Although histopathology may assist in the evaluation of nonvascular lesions, imaging techniques such as computed tomography3 and transient elastography may help determine the likelihood of portal hypertension and its severity8. Diagnosis should always be established with a high index of suspicion in conjunction with clinical and endoscopic findings. In the present case, mucosal hyperemia, multiple red spots, and angiodysplasia-like lesions were identified in a patient with portal hypertension and additional risk factors. These findings supported the diagnosis of PHE.
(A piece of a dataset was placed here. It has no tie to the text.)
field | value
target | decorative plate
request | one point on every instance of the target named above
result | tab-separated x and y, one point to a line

Currently, no clinical guidelines are available for the management of symptomatic PHE. The usefulness of balloon-assisted enteroscopy has been described, including therapeutic interventions such as argon plasma coagulation, hemoclip placement, and sclerotherapy. Interventional radiology procedures, including transjugular intrahepatic portosystemic shunt (TIPS) placement or percutaneous embolization, as well as surgical management, have also been reported. Small studies have suggested potential benefits of nonselective β-blockers, somatostatin, and thalidomide in this condition6,9. In the most recent Baveno VII consensus, regarding the use of β-blockers in patients with portal hypertension-related bleeding due to portal vein thrombosis with cavernous transformation, insufficient evidence was identified to support their use for primary or secondary prophylaxis. Therefore, recommendations for patients with cirrhosis should be followed10. The patient described in this report was initially treated with octreotide, followed by nonselective β-blockers. No evidence of gastrointestinal bleeding was observed during one year of follow-up. This case is noteworthy because most published reports involve cirrhotic patients1,3,7, whereas the present case involves non-cirrhotic portal hypertension secondary to portal vein thrombosis in a patient with risk factors for developing PHE.
Conclusion
Portal hypertensive enteropathy is an uncommon and likely underdiagnosed condition. It should be suspected in patients with portal hypertension, whether cirrhotic or non-cirrhotic, who present with gastrointestinal bleeding or anemia, in order to avoid delays in the use of video capsule endoscopy. Management is not standardized; however, octreotide and nonselective β-blockers may represent a therapeutic option.